Clinical Gastroenterology Vol.13 No.11(6)

Theme Digestive Diseases to Know -- Biliary Tract, Pancreas
Title Mucin-producing Cholangiocarcinoma
Publish Date 1998/10
Author Eiji Sakamoto First Department of Surgery, Nagoya University School of Medicine
Author Yuji Nimura First Department of Surgery, Nagoya University School of Medicine
[ Summary ] We defined cholangiocarcinoma secreting macroscopically excessive amounts of mucin into the biliary system as "mucin-producing cholangiocarcinoma", and presented the clinical features and the outcome of 11 surgically treated cases. The clinical presentations of the 11 patients included repeated abdominal pain, jaundice, and fever. Conventional cholangiographies such as percutaneous transhepatic cholangiography or endoscopic retrograde cholangiography could not offer precise information about tumor location and extension because of abundant mucin in the biliary system. After draining mucin through percutaneous transhepatic biliary drainage (PTBD), we achieved clear cholangiograms and determined the cancer extension precisely.
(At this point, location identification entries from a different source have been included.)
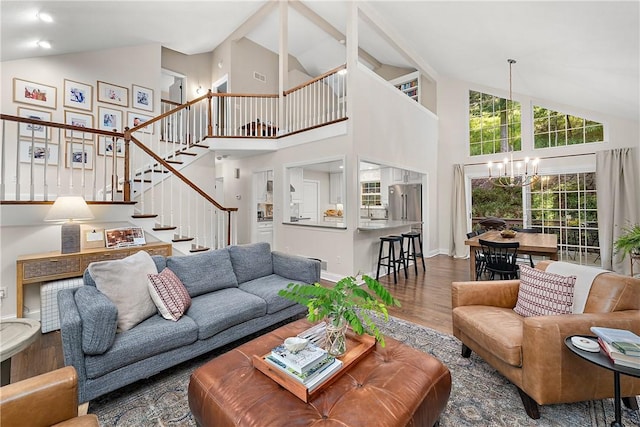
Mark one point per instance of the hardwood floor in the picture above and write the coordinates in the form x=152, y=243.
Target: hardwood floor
x=425, y=299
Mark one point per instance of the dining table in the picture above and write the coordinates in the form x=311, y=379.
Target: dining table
x=540, y=244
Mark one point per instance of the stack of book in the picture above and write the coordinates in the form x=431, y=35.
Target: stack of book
x=309, y=366
x=620, y=345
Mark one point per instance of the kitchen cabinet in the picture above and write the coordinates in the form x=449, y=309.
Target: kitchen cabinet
x=296, y=179
x=336, y=185
x=409, y=84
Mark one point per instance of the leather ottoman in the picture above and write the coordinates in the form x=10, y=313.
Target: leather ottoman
x=391, y=386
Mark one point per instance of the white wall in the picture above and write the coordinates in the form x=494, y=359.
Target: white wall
x=453, y=109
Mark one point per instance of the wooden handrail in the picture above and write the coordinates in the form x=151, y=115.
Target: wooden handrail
x=62, y=126
x=312, y=81
x=184, y=179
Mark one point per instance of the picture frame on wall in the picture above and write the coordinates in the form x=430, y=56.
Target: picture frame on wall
x=32, y=130
x=106, y=146
x=142, y=98
x=113, y=94
x=40, y=152
x=33, y=93
x=78, y=95
x=79, y=155
x=135, y=119
x=82, y=120
x=110, y=119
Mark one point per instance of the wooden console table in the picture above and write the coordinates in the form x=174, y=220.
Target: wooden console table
x=38, y=268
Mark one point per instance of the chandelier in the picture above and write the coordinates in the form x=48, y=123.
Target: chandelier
x=510, y=173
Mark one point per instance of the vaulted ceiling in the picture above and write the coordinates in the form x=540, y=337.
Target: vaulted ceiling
x=577, y=53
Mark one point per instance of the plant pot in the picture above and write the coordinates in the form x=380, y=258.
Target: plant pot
x=336, y=339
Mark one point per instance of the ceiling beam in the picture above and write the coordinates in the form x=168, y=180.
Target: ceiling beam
x=385, y=31
x=254, y=21
x=331, y=30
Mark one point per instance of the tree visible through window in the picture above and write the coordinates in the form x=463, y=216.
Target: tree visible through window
x=489, y=116
x=563, y=204
x=556, y=129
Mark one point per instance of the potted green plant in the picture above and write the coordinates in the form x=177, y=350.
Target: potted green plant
x=345, y=304
x=629, y=241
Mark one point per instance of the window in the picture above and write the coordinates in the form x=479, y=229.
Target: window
x=371, y=194
x=555, y=129
x=563, y=204
x=489, y=116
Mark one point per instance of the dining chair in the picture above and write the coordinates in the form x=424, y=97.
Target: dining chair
x=500, y=258
x=479, y=256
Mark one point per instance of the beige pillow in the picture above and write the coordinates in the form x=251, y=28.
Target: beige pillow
x=124, y=282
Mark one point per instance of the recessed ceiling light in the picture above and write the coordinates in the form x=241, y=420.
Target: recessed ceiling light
x=44, y=17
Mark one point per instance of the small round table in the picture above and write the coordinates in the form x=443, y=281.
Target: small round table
x=15, y=336
x=603, y=361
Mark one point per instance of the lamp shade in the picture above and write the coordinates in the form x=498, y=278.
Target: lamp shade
x=68, y=208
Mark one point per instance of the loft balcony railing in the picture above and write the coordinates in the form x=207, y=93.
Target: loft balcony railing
x=40, y=160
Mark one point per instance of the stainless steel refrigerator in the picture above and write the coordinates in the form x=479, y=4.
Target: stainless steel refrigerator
x=405, y=202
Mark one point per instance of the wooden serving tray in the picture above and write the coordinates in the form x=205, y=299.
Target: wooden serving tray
x=358, y=346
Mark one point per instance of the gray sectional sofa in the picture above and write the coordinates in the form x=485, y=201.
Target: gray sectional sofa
x=233, y=294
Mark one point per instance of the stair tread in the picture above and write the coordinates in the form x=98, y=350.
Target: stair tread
x=164, y=227
x=182, y=239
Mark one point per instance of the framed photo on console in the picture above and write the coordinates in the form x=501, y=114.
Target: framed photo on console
x=125, y=236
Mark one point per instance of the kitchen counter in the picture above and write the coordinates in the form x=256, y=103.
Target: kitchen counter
x=370, y=225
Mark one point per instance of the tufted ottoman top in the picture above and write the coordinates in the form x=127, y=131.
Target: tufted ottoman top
x=392, y=386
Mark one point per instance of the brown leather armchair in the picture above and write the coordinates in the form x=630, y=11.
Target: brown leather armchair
x=531, y=353
x=45, y=400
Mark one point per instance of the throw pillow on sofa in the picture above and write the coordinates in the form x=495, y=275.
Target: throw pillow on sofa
x=169, y=294
x=543, y=294
x=99, y=320
x=124, y=281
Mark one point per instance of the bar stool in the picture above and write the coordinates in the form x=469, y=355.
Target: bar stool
x=411, y=253
x=392, y=262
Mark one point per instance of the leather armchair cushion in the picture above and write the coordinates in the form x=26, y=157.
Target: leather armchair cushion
x=497, y=328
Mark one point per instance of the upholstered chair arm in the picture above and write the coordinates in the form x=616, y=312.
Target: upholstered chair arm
x=43, y=400
x=545, y=355
x=493, y=293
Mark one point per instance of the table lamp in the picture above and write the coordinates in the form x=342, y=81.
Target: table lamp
x=69, y=208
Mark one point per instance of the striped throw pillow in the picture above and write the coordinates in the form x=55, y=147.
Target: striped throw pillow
x=543, y=294
x=169, y=294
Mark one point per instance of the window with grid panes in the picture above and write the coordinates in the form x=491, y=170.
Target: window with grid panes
x=566, y=205
x=494, y=124
x=555, y=129
x=371, y=194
Percutaneous transhepatic cholangioscopy (PTCS) was indispensable for investigating the superficial spread of cancer. Based on these findings, all tumors were resected surgically, and 10 patients obtained curative resection. Macroscopically, papillary tumors developed in diffusely dilated intrahepatic bile ducts in 4 cases, whereas, Iarge cystic lesions with papillary projections developed in the liver in other 7 cases. The superfical spread of the cancer contiguous to the primary tumor was observed in 5 of 11 cases. Postoperatively, 7 patients survived for at least 5 years and the median survival rate was 10.8 years. Rational surgery procedures based on accurate preoperative diagnosis using PTBD and PTCS improved the prognosis of patients with this disease.